# Framework to implement `sched_ext` schedulers running in user-space
`scx_rustland_core` is a Rust framework designed to facilitate the
implementation of user-space schedulers based on the Linux kernel `sched_ext`
feature.
`sched_ext` allows to dynamic load and execute custom schedulers in the kernel,
leveraging BPF to manage scheduling policies.
This crate provides an abstraction layer for `sched_ext`, enabling developers
to write schedulers in Rust without dealing with low-level kernel or BPF
details.
## Features
- **Generic BPF Abstraction**: Interact with BPF components using a high-level Rust API.
- **Task Scheduling**: Enqueue and dispatch tasks using provided methods.
- **CPU Selection**: Select idle CPUs for task execution with a preference for reusing previous CPUs.
- **Time slice**: Assign a specific time slice on a per-task basis.
- **Performance Reporting**: Access internal scheduling statistics.
## API
### `BpfScheduler`
The `BpfScheduler` struct is the core interface for interacting with the BPF
component.
- **Initialization**:
- `BpfScheduler::init` registers and initializes the BPF component.
- **Task Management**:
- `dequeue_task()`: Retrieve tasks that need to be scheduled.

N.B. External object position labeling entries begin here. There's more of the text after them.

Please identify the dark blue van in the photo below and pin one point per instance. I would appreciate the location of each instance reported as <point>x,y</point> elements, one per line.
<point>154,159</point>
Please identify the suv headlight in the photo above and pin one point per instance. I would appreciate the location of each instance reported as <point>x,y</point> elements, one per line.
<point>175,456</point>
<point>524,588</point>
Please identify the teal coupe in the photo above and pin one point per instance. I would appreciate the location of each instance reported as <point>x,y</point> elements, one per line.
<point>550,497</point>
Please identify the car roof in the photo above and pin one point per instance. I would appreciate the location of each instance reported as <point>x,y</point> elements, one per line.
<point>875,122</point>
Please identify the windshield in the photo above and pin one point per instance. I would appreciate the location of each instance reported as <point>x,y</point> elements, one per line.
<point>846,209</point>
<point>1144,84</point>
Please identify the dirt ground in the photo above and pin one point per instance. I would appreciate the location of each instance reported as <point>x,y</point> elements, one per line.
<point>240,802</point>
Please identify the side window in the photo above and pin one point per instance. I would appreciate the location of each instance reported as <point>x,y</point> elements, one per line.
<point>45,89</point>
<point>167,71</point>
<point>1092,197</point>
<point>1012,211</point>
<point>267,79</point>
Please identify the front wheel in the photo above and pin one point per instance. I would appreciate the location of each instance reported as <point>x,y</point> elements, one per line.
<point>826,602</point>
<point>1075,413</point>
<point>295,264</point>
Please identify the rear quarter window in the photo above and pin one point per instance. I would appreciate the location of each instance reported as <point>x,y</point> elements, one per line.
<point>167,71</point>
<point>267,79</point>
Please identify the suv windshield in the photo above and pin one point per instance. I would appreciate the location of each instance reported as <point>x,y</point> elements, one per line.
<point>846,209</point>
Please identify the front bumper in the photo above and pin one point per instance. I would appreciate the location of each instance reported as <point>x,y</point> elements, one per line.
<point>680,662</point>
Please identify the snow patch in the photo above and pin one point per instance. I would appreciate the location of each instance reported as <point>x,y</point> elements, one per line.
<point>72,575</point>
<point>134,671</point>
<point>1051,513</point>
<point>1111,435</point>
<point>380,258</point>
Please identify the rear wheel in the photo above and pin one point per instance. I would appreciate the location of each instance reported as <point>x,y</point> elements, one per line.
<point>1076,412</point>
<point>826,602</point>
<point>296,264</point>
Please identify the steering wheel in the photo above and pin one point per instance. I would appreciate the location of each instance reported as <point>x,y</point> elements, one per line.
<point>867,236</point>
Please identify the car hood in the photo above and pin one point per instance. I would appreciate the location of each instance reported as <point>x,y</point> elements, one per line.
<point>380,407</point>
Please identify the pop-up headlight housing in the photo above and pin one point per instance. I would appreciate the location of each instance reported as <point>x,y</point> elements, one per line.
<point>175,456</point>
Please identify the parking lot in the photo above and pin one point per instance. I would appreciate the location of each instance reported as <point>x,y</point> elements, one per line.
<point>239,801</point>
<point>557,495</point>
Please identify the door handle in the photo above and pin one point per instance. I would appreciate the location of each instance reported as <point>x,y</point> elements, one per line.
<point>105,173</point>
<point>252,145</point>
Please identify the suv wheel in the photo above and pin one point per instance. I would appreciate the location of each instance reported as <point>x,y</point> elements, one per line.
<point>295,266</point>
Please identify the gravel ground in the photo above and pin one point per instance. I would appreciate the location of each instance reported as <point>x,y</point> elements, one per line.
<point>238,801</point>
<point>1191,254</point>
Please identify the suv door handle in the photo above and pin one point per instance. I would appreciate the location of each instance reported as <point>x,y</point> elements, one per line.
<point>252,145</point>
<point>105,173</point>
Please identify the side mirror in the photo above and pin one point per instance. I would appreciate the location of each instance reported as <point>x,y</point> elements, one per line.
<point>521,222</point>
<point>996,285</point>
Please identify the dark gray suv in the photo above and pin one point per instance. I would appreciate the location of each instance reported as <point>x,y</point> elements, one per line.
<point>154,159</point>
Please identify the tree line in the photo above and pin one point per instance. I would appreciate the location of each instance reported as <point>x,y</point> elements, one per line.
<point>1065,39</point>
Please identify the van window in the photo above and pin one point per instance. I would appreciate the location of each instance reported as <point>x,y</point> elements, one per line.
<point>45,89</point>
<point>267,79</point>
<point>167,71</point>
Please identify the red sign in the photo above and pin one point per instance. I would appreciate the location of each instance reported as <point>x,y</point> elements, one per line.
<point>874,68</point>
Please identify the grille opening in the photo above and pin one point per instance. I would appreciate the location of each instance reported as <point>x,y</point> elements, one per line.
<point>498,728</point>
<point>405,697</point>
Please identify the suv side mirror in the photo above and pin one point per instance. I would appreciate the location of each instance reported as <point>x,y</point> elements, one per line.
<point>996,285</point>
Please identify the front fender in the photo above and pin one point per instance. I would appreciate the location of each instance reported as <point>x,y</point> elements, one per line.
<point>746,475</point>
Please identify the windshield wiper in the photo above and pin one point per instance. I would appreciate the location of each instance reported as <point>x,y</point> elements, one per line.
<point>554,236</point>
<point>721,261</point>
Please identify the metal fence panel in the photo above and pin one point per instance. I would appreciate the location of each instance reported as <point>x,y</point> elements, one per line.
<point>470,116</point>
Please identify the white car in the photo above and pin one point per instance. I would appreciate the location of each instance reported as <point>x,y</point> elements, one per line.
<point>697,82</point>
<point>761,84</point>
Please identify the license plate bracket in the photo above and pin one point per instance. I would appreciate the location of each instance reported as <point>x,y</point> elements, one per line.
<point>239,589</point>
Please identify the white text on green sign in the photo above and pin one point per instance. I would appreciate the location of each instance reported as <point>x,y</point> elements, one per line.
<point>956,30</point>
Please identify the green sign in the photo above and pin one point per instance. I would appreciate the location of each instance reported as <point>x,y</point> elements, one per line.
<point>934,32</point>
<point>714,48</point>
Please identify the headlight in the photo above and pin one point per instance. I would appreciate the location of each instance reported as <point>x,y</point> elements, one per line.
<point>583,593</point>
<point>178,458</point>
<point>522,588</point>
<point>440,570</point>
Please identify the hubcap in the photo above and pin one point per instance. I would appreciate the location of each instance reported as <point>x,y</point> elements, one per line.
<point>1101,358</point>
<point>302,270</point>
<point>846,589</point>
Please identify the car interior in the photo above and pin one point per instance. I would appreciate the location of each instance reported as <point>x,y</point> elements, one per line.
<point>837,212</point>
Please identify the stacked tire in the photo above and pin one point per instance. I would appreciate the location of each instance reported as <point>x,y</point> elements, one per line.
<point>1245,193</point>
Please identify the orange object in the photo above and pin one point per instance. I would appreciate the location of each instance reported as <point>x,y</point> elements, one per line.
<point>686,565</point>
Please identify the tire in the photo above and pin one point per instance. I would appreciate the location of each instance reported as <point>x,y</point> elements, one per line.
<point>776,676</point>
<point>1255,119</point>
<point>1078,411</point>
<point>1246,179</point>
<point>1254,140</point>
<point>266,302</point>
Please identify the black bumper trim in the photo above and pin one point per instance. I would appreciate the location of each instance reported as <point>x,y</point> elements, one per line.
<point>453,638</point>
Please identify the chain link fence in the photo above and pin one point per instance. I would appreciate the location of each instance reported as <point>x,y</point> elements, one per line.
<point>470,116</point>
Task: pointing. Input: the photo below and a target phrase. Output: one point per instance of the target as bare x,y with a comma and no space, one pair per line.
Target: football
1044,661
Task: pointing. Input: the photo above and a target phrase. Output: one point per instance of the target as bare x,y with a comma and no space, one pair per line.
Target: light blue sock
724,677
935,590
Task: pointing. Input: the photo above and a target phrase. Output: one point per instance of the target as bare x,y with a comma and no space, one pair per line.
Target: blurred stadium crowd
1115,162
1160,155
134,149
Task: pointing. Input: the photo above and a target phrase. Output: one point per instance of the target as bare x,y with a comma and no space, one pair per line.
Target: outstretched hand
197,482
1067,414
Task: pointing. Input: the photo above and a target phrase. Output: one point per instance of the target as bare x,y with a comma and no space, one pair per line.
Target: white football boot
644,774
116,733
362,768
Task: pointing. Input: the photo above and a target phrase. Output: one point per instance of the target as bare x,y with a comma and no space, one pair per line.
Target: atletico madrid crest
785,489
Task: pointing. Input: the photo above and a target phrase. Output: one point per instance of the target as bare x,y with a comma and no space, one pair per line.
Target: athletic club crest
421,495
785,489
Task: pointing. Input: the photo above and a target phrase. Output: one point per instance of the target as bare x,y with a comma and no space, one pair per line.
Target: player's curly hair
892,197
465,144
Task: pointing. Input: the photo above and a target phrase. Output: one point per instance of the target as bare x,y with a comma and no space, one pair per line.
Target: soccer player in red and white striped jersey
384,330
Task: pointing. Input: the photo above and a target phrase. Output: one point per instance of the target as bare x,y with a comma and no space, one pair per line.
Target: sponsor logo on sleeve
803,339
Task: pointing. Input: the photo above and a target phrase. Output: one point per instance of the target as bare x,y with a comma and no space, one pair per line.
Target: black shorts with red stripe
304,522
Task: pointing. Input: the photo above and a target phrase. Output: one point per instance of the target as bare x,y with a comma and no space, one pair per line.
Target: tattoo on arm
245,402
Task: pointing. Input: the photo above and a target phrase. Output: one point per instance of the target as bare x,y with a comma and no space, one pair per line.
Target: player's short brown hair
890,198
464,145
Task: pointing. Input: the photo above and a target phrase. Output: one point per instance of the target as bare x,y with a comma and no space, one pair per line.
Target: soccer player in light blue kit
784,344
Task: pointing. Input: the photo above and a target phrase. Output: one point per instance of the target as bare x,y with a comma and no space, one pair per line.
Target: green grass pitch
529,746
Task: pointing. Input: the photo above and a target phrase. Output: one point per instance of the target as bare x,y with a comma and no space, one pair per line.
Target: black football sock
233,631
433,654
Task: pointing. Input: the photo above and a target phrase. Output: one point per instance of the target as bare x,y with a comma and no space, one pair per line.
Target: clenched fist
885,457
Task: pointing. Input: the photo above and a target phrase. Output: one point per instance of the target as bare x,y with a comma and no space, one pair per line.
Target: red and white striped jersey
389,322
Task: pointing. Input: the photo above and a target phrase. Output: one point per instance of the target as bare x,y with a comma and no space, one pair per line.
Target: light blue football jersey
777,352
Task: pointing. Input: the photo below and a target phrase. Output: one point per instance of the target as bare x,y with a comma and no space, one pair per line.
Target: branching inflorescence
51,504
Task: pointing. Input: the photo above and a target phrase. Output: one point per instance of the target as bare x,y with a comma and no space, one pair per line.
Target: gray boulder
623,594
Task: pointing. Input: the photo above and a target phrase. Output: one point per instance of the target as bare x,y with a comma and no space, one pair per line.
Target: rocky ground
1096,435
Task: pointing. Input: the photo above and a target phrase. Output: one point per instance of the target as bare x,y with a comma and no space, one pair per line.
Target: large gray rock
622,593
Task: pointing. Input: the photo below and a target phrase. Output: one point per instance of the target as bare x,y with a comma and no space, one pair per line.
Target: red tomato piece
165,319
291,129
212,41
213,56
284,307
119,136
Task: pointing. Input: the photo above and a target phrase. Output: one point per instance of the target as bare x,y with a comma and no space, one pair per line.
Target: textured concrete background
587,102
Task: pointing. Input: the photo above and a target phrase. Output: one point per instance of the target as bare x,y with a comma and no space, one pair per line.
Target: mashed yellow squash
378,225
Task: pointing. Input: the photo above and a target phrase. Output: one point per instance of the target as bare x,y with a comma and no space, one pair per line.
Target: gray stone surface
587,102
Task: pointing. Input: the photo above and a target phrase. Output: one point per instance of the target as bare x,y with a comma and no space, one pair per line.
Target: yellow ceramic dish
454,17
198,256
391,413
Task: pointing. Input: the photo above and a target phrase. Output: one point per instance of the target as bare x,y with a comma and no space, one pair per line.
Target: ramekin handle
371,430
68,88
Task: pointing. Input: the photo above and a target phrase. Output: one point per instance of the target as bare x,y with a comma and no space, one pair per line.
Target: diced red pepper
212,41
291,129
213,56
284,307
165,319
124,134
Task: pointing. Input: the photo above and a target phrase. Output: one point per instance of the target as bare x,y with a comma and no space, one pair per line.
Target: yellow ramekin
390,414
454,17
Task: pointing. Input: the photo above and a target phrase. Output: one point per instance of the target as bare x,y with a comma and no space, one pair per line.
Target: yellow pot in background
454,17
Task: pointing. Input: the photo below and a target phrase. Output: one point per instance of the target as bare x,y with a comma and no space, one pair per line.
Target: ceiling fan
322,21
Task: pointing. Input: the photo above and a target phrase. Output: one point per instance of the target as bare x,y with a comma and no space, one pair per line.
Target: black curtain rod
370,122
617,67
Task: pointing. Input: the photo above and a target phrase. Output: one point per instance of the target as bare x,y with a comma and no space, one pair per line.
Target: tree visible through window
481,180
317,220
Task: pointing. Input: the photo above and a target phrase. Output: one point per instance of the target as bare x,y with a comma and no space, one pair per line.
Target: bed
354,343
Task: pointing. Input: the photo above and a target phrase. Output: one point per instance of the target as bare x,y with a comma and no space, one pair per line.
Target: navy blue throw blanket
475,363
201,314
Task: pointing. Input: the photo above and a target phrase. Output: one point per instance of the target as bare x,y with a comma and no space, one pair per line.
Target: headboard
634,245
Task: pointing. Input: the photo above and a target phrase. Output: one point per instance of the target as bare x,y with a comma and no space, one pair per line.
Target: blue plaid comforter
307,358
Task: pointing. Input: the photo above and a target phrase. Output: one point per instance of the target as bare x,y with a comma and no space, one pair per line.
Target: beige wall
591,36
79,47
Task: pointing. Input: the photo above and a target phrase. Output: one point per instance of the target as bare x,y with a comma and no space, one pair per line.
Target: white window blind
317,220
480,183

- `dispatch_task(task: &DispatchedTask)`: Dispatch tasks to specific CPUs.
- `select_cpu(pid: i32, prev_cpu: i32, flags: u64)`: Select an idle CPU for a task.
- **Completion Notification**:
- `notify_complete(nr_pending: u64)` reports the number of pending tasks to the BPF component.
## Getting Started
- **Installation**:
- Add `scx_rustland_core` to your `Cargo.toml` dependencies.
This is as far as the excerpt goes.